Woman in white shirt and glasses reading from a book in a workspace

Melanie Cook sugere abordar toda a sua carreira com “pensamento lento” em oposição a respostas em pânico, lutas ou fugas do que está acontecendo no mundo. Ela recomenda “dar a si mesmo tempo para realmente planejar sua carreira e planejar algumas experiências... A fim de encontrar o caminho mais bem-sucedido para você.”

Kate Lister espera que os locais de trabalho encontrem melhores maneiras de identificar e alavancar as habilidades, interesses e pontos fortes das pessoas. “É aí que vamos obter o máximo desempenho das pessoas”, diz ela.

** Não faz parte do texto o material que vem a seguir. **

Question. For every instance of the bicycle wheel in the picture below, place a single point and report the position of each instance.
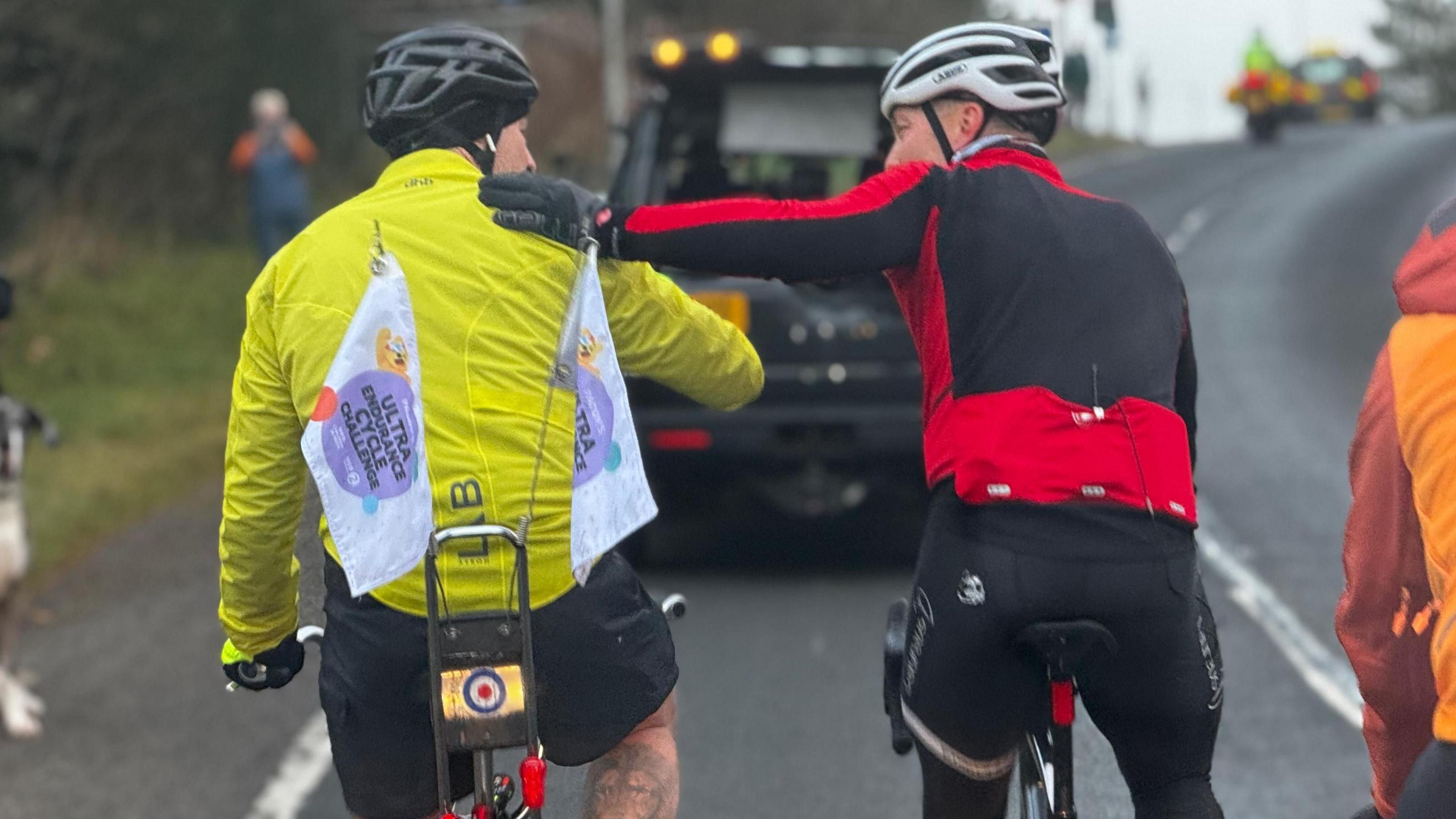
(1030, 784)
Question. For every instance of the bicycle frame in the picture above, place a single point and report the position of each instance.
(1049, 758)
(482, 735)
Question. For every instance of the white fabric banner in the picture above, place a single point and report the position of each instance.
(610, 497)
(364, 442)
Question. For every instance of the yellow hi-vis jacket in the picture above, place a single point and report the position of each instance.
(488, 312)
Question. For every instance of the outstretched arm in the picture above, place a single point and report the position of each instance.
(873, 228)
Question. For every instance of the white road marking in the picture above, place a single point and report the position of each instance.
(303, 767)
(1327, 675)
(1189, 231)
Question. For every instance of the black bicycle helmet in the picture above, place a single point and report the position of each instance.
(446, 86)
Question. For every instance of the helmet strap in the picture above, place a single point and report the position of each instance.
(940, 132)
(484, 157)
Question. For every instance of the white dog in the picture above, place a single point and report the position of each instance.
(19, 709)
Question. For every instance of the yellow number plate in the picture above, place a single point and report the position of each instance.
(482, 694)
(731, 305)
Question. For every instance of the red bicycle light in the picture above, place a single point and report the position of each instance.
(1064, 703)
(533, 781)
(681, 441)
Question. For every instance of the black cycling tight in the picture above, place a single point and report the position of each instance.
(985, 575)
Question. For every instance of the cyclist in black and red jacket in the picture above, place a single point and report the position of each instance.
(1059, 410)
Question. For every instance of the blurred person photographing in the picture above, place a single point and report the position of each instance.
(1395, 615)
(273, 155)
(1059, 411)
(450, 104)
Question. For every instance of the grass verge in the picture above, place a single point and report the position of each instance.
(133, 361)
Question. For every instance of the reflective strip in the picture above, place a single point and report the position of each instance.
(979, 770)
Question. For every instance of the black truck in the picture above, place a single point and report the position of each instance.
(833, 445)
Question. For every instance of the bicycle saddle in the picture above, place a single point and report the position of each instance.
(1064, 645)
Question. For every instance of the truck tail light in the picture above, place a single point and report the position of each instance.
(681, 441)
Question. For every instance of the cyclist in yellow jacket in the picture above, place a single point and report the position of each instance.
(449, 104)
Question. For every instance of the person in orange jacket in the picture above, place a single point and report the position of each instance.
(273, 155)
(1401, 541)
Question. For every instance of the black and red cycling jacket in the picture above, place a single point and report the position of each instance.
(1052, 326)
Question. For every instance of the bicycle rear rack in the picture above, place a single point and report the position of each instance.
(484, 686)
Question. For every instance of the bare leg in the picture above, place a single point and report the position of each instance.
(638, 779)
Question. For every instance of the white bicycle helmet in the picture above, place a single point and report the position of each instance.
(1011, 69)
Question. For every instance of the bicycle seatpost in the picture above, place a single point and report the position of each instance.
(1064, 713)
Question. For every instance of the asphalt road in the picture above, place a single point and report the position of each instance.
(1288, 253)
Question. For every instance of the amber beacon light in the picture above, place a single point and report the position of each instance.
(724, 47)
(669, 53)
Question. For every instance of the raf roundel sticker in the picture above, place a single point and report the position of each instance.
(484, 691)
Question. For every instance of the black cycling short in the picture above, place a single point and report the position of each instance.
(989, 572)
(605, 662)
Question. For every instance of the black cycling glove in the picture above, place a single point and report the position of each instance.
(274, 668)
(555, 209)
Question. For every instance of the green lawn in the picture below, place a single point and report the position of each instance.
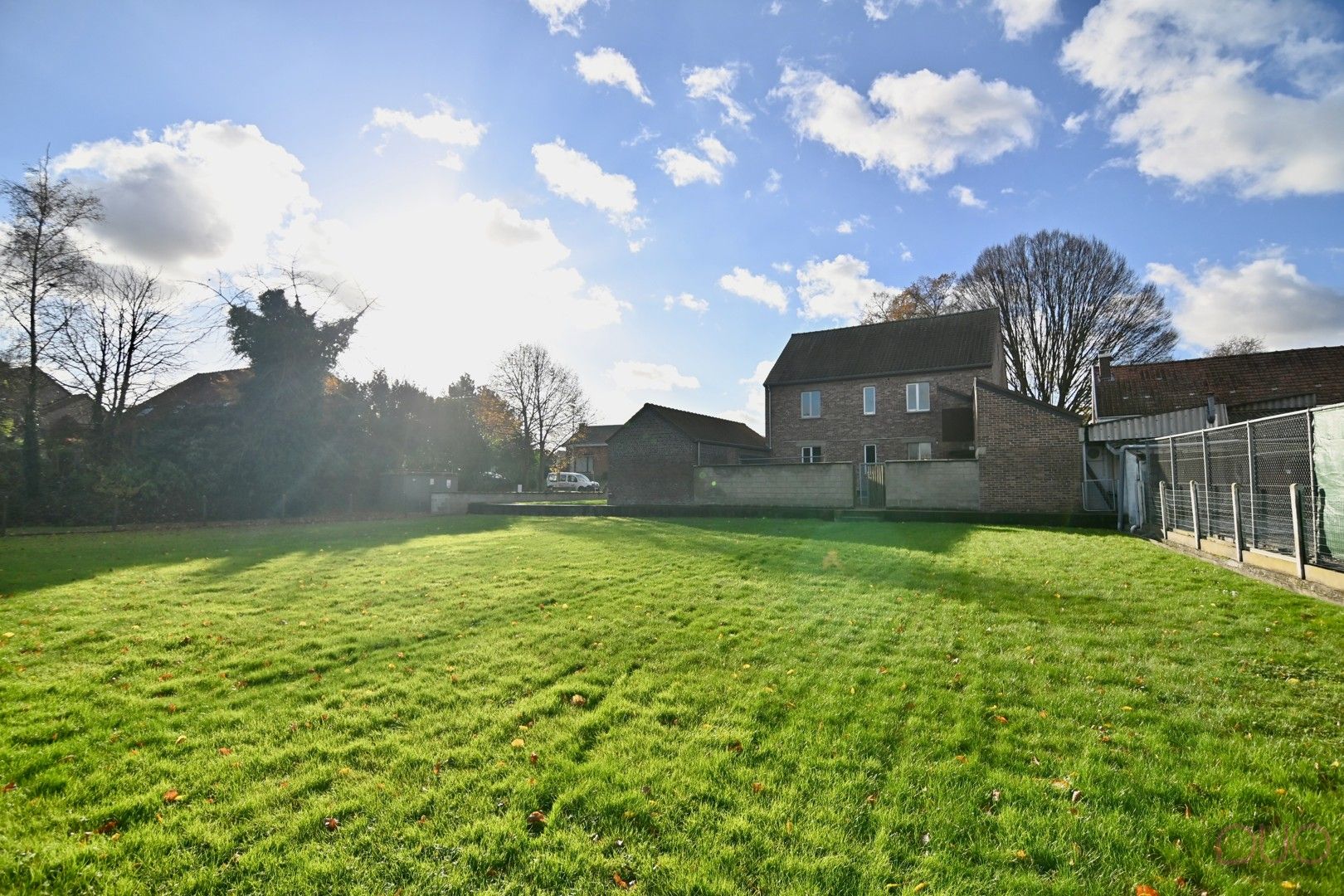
(767, 707)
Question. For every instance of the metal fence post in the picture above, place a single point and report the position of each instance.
(1294, 504)
(1237, 520)
(1250, 476)
(1161, 504)
(1194, 511)
(1209, 494)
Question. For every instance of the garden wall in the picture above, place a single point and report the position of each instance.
(933, 485)
(813, 485)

Em última análise, abordagens flexíveis para o futuro do trabalho nos permitirão confrontar o que está por vir, fazer um bom trabalho e adaptar-se ao que surgir. Nossos futuros flexíveis exigirão resolução diante das adversidades. Como Melanie Cook diz, “O ponto de vista otimista é que os humanos têm uma resiliência incrível. Os humanos podem se adaptar inúmeras vezes."

Nossos futuros flexíveis também nos capacitarão a focar proativamente no que mais importa para nós. Mudar as circunstâncias de trabalho apresentará a oportunidade de encontrar maneiras melhores de equilibrar nossas prioridades — de paixões a pessoas e atividades profissionais que achamos mais significativas e valiosas. Devemos garantir que cada aspecto de uma pessoa encontre uma maneira de prosperar, e que o resultado final seja tanto sobre a vida quanto sobre o trabalho. Porque, como Annie Auerbach diz, “Há sempre uma história muito humana por trás do motivo pelo qual as pessoas querem trabalhar de forma flexível”.